今回は、PHPのデータ型とそれに対応するRubyのクラスを一覧化してみました。
| Ruby(クラス) | PHP(データ型) | |
|---|---|---|
| ブーリアン | TrueClass か FalseClass | boolean |
| 整数 | Integer(場合によっては、Bignum か Fixnum) | integer |
| 浮動小数点 | Float | float、double、real |
| 文字列 | String | string |
| 配列 | Array | array |
| オブジェクト | Object(全てのクラスはObjectを親クラスとしている) | object |
| リソース | - | resource |
| NULL | - | NULL |
rubyもphpもそれぞれ特徴があります。PHPで一番大きな特徴というとNULLには専用の型があるということです。 NULL型の唯一の値はNULLです。変数がNULL型かどうかをチェックするには、is_null($var)関数を使います。 PHPではNULLを使って比較する場合には気をつける必要があることは有名です。
たとえば、NULL == 0 はTRUEを返します。これは == で比較する場合にNULL型はinteger型に変換され、0なってしまうからです。 PHPで NULLと0を違うように判定するためには、 NULL === 0 と記述する必要があります。 実は’NULL’も==で比較するとTRUEを返します。PHPで正しいコードを書くためには、この暗黙の型変換の知識を持っている必要があります。
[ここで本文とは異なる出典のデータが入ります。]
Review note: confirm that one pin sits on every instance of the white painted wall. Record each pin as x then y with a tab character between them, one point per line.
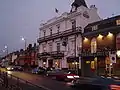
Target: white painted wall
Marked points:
65	24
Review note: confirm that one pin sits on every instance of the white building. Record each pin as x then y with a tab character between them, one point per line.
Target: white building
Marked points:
60	40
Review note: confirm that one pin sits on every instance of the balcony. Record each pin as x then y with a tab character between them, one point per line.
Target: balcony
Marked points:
60	34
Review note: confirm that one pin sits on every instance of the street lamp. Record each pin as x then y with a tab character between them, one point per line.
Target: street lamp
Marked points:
6	47
23	39
118	53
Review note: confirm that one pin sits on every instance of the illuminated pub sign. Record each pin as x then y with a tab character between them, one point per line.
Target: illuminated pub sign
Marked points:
118	42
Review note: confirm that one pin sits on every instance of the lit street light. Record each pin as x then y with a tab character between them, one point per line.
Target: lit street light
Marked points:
23	39
6	47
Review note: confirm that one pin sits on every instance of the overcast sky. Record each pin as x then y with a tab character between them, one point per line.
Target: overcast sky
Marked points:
22	18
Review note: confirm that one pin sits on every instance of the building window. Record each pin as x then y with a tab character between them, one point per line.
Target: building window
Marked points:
73	24
58	28
44	47
93	45
58	46
50	47
95	27
118	22
50	31
44	32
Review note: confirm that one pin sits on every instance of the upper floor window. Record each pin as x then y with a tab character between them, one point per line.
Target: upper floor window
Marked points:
58	46
58	28
44	32
73	24
118	22
50	47
93	45
95	27
50	31
44	47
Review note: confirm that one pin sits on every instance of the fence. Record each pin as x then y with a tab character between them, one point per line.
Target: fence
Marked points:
14	83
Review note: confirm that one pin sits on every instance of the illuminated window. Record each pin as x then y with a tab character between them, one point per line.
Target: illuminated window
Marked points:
100	36
93	45
110	34
50	31
85	39
44	48
58	46
118	22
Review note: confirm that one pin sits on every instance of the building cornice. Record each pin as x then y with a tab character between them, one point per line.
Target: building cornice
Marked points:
60	19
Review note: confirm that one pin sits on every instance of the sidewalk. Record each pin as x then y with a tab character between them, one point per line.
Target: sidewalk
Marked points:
18	84
3	88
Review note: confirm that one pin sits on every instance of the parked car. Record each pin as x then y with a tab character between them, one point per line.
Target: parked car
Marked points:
18	68
39	70
62	75
10	68
95	83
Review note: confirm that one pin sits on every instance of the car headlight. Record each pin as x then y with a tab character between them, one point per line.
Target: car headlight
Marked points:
76	76
70	77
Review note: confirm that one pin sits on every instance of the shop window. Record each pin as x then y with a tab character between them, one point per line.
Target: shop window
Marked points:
44	47
73	24
58	28
50	47
93	46
58	46
118	22
50	31
95	27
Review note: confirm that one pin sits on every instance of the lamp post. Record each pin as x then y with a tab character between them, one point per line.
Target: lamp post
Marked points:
6	47
23	39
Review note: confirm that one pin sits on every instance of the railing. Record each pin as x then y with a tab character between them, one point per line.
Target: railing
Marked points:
11	82
61	34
ここで、クラスとデータ型について比較したので、整数や浮動小数点の値の範囲についても比較しておきましょう。
| Ruby | PHP | |
|---|---|---|
| Fixnum,Bignum .vs. integer | Fixnum:プラットフォーム依存Bignum:制限なし(一般的にはFixnumは-2^30~2^30-1 または -2^62~2^62-1) | integer:プラットフォーム依存(一般的には-2^31~2^31 または -2^63~2^63-1) |
| Float .vs. float,double,real | rubyをプラットフォーム依存(一般的には64ビットIEEEフォーマットが採用される) | float,double,real:プラットフォーム依存(一般的には64ビットIEEEフォーマットが採用される) |
今回非常に驚いたのは、二つの言語とも、整数がプラットフォーム依存で定義されていることです。 (浮動小数点はしょうがないでしょうけれど) ただ、この二つの言語では、その意味が大きく違います。Rubyでは、Fixnumの範囲を超える値は自動的にBignumに変換されるため、プラットフォームが変わっても、パフォーマンス以外には問題がおこりません。しかし、PHPでは、環境によっては桁が足りないなどの問題が発生する可能性があります。
PHPのターゲットとして、これが問題になることは少ないかもしれません。しかし、気をつけなければならない点ではあるでしょう。逆にRubyを使っている場合には、ハードウェアの性能を引き出しつつポータブルなプログラムが書けるという特典が得られることを意味しています。
今回は以上です。
次回は、RubyでなぜTrueClass/FalseClassがあるのか?について迫ってみたいと思います。